On March 14, 1947, the Navy took over four B-29-BWs for long-range search missions. The designation P2B-1S was assigned. They were assigned Navy Bureau of Aeronautics numbers as follows:
Boeing B-29-90-BW Superfortress 44-87766 to USN as P2B-1S BuNo 84031
Boeing B-29-95-BW Superfortress 45-21787 to USN as P2B-1S BuNo 84029
Boeing B-29-95-BW Superfortress 45-21789 to USN as P2B-1S BuNo 84028
Boeing B-29-95-BW Superfortress 45-21791 to USN as P2B-1S BuNo 84030
Later, one of the P2Bs (84029) was modified as the carrier aircraft for the Douglas D-558-II Skyrocket high-speed rocket-powered research aircraft. The P2B aircraft was named "Fertile Myrtle" and carried the NACA number of 137. The bomb bay was extensively modified to carry a D-558-II nestled underneath the belly. The research aircraft was dropped in flight from the bomb bay cradle, and the rocket engines were fired once the plane had fallen free of the P2B.
The first D-558-II launch took place on September 8, 1950 with test pilot William B. Bridgeman at the controls of the research aircraft and George Jansen at the controls of the B-29. A series of Skyrocket launches took place over the next few years, each one further exploring the outer reaches of the flight envelope. The D-558-II exceeded Mach 2 for the first time on November 20, 1953 with test pilot Scott Crossfield at the controls. The last Skyrocket flight took place in December of 1956.

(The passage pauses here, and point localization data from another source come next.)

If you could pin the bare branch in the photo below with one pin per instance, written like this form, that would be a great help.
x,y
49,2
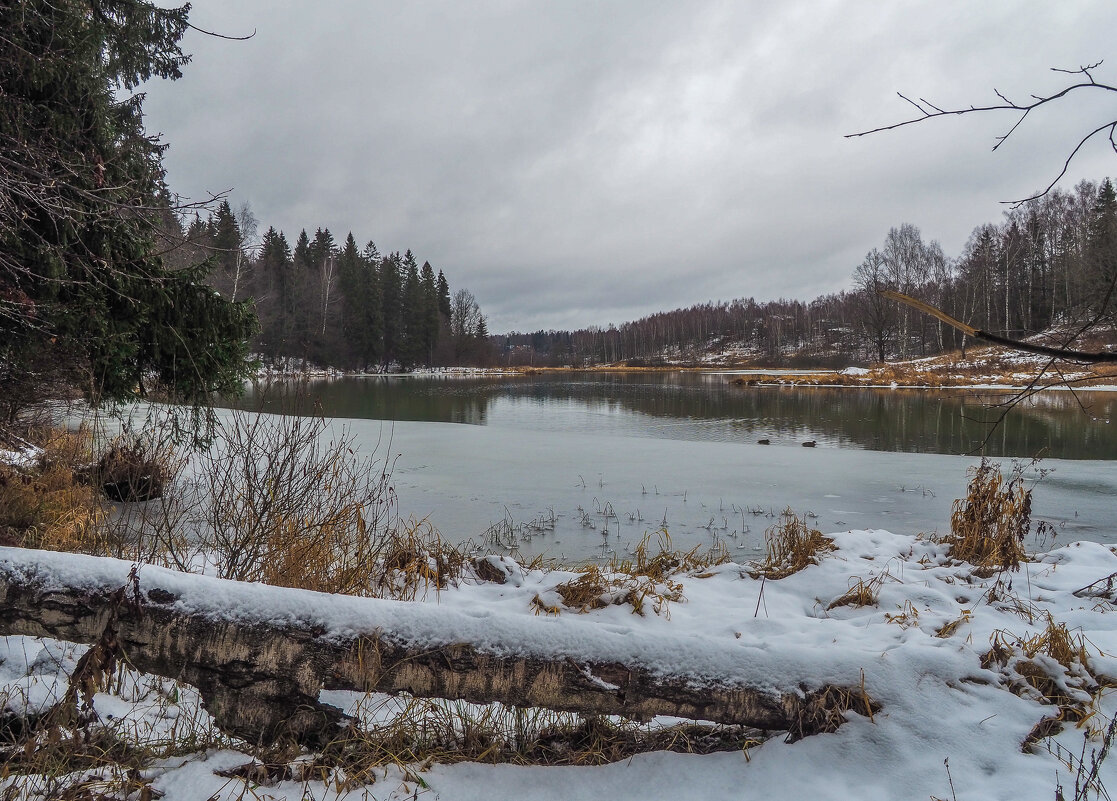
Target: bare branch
x,y
929,111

Former P2B-1S 84029 "Fertile Myrtle" was eventually sold to a civilian owner, a museum in Oakland, California. This was the only example of a flyable B-29 ever being sold by the Air Force to a civilian operator. This B-29 was flown on rare occasions under the civil registration N91329. After many years of inactivity, it was sold to the Kermit Weeks Aviation Museum of Miami, Florida. It was transported there disassembled in 1987. It was registered with the Weeks Museum as N29KW.